Survey: Canadian DB Pensions to Suffer Continued Funding Shortfall

With a low interest rate environment expected to continue, a survey by Towers Watson expects there will be further delay before many Canadian defined benefit (DB) pension plans become fully funded.

(January 20, 2011) — Research by Towers Watson has shown that Canada’s top portfolio managers are expecting interest rates to stay below the historical trend, suggesting there will be a further delay before many Canadian defined benefit (DB) pension plans become fully funded.

According to the study, respondents forecasted modest growth, low inflation and low interest rates to continue in the short term, with Canadian real GDP growth at between 2% and 2.5% this year and inflation remaining below 2%.

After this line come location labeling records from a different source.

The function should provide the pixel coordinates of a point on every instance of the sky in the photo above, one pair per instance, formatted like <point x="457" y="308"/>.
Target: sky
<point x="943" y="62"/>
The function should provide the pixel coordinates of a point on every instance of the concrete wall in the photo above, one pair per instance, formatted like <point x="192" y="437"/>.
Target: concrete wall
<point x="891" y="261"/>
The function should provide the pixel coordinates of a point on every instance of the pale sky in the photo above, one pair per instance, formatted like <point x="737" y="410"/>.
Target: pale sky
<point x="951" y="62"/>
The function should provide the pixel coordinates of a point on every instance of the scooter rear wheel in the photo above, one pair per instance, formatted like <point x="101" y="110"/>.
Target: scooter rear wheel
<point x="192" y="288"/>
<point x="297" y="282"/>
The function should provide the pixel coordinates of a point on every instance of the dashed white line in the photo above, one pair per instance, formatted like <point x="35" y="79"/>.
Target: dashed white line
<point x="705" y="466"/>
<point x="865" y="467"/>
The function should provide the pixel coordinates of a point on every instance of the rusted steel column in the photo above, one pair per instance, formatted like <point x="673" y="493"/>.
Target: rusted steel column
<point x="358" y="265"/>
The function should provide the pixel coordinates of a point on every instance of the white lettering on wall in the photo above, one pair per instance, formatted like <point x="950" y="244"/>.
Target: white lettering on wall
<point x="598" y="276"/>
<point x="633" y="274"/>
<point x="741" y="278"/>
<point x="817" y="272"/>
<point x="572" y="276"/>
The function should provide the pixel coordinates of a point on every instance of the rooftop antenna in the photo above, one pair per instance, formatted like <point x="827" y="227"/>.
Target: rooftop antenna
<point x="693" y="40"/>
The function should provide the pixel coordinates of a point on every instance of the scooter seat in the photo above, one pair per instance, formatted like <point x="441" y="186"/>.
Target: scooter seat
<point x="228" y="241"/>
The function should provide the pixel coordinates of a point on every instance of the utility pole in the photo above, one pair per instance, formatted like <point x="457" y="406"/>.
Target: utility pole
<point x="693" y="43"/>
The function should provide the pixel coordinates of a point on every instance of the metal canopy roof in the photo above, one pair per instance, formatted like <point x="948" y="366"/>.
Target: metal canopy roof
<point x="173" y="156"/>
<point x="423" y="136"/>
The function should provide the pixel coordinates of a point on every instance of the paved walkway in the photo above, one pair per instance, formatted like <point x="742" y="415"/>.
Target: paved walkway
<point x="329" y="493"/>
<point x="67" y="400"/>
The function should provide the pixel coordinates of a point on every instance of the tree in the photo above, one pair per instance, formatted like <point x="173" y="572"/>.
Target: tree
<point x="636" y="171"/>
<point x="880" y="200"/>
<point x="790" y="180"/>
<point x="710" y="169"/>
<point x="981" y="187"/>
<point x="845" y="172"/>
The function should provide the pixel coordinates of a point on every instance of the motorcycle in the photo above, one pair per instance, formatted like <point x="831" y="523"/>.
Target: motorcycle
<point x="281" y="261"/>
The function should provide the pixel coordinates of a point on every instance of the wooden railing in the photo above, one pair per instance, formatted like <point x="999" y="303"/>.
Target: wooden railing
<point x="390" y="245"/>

The poll showed the majority of fund managers interviewed expect emerging markets, such as China and India, to bring in strong results, with emerging markets expected to be a key driver of economic activity. “There is a general consensus that economic growth in the emerging markets will outperform that of the advanced economies,” Janet Rabovsky, a senior consultant in Towers Watson’s Investment practice, said in a statement. “As a result, the vast majority of the money managers we surveyed expect emerging market equities to be one of their strongest-performing asset categories, especially over the long term.”

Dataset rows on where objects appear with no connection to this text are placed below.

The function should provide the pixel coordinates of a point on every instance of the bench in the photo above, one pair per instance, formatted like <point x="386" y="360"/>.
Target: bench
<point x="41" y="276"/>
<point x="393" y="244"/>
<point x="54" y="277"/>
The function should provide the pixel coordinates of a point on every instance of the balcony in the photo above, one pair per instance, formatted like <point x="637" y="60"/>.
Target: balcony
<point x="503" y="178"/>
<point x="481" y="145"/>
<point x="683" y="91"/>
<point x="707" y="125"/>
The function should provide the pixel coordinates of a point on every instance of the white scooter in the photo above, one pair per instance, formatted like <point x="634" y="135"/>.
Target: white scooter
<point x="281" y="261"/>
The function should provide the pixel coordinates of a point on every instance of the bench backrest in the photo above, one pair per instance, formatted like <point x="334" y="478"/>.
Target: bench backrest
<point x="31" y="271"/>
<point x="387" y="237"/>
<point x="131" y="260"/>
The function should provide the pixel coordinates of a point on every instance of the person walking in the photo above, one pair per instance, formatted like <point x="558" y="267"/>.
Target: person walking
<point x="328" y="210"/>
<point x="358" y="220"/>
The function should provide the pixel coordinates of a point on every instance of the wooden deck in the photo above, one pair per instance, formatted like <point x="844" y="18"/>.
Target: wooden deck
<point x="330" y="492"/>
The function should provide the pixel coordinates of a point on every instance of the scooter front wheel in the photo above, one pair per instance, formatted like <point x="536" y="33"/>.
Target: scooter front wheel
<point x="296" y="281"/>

Additionally, the survey showed smaller plans are shying away from equities into fixed income, while plans with more than $1 billion dollars in assets are shifting away from both traditional equities and fixed income into alternatives such as infrastructure, hedge funds and real estate.

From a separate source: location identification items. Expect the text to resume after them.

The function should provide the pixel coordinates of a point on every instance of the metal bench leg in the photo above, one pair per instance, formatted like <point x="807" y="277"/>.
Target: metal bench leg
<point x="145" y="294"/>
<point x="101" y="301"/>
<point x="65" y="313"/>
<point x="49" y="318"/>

The results of Towers Watson’s 30th Annual Canadian Survey of Economic Expectations were compiled to provide a consensus opinion on Canada’s economic prospects over the short (2011), medium (2012-2015) and long terms (2016-2025).

The Towers Watson poll contrasts with earlier study by consultant firm Mercer. In Mercer’s latest Fearless Forecast survey, investment managers predicted that Canadian pensions will experience reduced shortfalls, with funds seeing their funded status actually improving and moving closer to the levels they hit before the market downturn in 2008.

With pension funds’ costs measured using long bond yields, Mercer’s study predicted a 0.35% increase in long bond yields in 2011, which would result in a 5% decrease in the liability facing funds to provide benefits to members. Furthermore, the study estimated that Canadian equity markets will climb by 8.5% while US markets will grow by 9% and foreign markets will return approximately 7.5% in 2011. Similar to Towers Watson’s findings, Mercer concluded that emerging market equity returns are expected to exceed each developed market in 2011, with a median expected return of 10%.